- Born: Veatrice Elizabeth Martin October 1, 1949 Atlanta, Georgia, U.S.
- Died: January 21, 2009 (aged 59) Los Angeles, California, U.S.
- Other name: Miss V
- Occupations: Television personality; security guard; nurse;
- Known for: Jimmy Kimmel Live!
- Spouse: John Rice (2002–2009, her death)
- Children: Ronald A. Rice, Kai'chon C. Rice

= Veatrice Rice =

American television personality (1949–2009)

Veatrice Rice (October 1, 1949 - January 21, 2009) was a nurse turned security guard and television personality, best known for her appearances on Jimmy Kimmel Live!, where she served as a sidekick for comedian Jimmy Kimmel.
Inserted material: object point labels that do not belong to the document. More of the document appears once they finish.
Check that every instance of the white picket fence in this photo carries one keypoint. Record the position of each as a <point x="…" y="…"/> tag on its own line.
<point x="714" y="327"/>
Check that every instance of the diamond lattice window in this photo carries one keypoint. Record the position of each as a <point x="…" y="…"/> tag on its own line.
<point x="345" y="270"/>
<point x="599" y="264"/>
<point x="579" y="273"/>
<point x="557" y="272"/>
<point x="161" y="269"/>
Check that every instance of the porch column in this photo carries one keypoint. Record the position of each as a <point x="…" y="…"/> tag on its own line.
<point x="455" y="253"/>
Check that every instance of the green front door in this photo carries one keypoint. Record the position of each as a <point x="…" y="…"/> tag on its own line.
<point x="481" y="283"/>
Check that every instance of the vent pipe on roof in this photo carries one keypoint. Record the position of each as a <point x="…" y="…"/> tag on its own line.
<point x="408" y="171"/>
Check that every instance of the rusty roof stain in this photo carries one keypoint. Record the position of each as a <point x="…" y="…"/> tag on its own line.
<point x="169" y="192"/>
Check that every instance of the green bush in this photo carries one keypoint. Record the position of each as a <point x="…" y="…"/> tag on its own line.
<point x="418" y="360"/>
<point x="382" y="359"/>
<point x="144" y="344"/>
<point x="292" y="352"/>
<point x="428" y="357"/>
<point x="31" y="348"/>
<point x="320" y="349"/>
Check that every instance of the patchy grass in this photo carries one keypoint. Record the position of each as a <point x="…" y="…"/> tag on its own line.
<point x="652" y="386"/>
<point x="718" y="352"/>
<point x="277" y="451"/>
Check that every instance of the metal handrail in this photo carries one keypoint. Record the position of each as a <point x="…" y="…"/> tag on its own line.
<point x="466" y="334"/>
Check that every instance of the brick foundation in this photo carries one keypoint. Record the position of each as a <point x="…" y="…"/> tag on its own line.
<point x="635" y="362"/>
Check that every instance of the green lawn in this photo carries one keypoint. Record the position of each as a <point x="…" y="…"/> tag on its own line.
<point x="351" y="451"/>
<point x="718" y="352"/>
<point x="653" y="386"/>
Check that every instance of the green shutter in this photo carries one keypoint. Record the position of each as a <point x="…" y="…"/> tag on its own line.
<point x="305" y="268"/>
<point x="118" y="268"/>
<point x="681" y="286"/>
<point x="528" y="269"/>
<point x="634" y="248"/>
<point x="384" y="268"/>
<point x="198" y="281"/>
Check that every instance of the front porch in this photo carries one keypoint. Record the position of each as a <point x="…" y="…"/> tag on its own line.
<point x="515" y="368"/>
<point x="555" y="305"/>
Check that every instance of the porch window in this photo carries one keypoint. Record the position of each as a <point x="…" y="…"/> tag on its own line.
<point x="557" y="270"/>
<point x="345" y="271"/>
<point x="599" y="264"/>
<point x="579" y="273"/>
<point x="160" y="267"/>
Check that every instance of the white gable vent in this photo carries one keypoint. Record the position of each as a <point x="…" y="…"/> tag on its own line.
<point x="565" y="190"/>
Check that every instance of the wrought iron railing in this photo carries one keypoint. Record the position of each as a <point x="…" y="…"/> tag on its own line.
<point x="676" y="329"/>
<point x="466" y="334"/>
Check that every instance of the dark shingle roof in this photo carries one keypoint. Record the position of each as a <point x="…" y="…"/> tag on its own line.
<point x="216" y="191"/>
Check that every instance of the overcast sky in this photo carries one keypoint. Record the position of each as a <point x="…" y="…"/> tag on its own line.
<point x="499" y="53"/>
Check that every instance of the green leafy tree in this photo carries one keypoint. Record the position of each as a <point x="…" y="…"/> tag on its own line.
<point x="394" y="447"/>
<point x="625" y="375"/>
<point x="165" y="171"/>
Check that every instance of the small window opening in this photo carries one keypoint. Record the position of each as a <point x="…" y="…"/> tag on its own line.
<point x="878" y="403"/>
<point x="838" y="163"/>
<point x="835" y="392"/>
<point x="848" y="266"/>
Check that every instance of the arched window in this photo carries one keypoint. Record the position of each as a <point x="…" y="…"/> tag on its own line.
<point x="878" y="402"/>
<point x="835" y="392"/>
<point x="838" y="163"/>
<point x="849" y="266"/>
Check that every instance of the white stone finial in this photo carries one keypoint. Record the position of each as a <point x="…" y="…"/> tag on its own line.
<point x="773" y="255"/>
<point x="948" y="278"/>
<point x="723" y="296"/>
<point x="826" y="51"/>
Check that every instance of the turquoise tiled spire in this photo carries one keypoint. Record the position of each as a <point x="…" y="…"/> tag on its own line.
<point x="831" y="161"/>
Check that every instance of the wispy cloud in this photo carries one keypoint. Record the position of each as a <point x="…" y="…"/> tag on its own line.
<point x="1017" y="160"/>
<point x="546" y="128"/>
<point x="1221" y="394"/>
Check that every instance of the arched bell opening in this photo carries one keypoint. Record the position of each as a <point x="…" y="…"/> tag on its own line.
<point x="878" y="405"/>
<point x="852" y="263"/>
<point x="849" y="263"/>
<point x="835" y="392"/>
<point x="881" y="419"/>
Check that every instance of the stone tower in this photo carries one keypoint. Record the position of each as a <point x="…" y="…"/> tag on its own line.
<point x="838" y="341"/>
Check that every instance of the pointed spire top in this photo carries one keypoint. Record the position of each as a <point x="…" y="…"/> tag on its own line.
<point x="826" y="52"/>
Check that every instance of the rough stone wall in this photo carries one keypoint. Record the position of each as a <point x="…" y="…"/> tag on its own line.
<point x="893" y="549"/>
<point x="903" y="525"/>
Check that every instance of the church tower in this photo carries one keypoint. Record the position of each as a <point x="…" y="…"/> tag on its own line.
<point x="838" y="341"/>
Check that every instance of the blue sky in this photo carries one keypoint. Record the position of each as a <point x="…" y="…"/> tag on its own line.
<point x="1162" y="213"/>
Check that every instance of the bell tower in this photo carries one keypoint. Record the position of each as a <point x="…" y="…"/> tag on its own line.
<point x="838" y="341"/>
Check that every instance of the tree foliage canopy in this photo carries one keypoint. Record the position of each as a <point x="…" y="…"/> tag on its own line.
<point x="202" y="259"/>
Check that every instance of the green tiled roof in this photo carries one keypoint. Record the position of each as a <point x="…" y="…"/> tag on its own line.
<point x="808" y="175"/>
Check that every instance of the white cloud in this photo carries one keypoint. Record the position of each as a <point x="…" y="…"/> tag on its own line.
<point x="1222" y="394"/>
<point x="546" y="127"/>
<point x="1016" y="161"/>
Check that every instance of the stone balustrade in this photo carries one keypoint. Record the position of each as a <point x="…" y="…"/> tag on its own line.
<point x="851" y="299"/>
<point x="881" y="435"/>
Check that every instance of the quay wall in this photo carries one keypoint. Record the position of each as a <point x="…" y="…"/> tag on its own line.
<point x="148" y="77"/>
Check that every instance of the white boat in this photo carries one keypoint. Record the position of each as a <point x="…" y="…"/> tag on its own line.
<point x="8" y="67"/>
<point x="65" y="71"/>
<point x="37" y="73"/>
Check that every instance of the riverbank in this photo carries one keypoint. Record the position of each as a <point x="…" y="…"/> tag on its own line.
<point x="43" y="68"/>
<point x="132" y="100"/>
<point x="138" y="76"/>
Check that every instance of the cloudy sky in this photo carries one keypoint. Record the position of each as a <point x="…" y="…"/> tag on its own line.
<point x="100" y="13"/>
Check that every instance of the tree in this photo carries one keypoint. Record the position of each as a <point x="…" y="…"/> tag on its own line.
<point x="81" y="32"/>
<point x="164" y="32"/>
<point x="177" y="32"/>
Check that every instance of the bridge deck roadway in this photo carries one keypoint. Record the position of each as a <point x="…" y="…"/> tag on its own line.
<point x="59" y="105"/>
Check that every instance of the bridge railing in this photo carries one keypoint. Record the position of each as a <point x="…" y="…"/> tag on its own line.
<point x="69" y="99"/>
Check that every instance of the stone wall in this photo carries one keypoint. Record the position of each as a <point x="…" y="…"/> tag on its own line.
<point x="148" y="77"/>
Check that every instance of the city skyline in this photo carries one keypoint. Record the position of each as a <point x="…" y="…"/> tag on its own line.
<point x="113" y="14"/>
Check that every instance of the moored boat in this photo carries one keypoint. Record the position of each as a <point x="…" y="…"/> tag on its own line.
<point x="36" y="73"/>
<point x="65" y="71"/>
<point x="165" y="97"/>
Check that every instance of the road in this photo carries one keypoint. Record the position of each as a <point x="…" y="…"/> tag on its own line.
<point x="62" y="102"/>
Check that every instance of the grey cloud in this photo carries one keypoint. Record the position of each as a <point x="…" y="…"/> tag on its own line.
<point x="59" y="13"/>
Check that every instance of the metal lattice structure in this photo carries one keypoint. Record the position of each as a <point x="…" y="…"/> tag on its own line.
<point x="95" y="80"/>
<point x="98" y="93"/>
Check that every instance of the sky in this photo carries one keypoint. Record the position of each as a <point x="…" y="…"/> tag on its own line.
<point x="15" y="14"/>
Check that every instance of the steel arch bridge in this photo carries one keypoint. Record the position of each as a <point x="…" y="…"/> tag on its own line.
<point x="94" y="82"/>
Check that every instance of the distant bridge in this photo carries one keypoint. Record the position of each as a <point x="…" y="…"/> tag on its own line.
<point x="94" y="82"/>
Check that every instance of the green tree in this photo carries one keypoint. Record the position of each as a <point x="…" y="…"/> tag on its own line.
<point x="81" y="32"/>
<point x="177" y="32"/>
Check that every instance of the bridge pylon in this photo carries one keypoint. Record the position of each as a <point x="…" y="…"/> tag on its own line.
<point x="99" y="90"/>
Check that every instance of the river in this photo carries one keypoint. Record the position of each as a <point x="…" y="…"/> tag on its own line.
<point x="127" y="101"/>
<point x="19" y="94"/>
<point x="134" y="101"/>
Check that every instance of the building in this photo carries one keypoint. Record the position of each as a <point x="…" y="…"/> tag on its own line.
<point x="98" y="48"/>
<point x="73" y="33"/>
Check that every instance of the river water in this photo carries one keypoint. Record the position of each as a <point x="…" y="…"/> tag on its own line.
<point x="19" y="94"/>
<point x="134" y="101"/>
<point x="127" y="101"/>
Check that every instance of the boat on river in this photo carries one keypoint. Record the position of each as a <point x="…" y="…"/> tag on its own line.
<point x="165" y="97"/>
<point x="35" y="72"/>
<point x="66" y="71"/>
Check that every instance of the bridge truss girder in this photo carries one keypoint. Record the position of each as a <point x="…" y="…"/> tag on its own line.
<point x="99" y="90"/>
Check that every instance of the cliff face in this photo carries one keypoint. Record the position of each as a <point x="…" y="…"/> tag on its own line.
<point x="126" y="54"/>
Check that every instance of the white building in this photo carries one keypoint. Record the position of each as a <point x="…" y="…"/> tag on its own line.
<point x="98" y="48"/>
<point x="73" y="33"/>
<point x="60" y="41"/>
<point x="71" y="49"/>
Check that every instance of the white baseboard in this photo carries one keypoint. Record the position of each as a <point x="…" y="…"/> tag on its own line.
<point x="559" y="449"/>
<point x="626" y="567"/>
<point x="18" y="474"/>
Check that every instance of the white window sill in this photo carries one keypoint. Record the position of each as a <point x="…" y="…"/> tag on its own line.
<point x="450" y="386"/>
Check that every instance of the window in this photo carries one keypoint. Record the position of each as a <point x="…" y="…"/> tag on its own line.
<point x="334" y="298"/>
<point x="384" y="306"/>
Born in Atlanta, Georgia, and raised in Bowling Green, Kentucky, Rice worked as a parking lot security guard in the building where Jimmy Kimmel Live! is taped. With the two other security guards on staff at the program, she performed in a variety of skits and the recurring segment "Worst Team on Television". Veatrice was characterized by her wry, sarcastic demeanor, with quiet moments punctuated by outbursts of obscene language.

Rice died of cancer on January 21, 2009. A montage of some of her funniest moments was played in her honor on Jimmy Kimmel Live! the following day.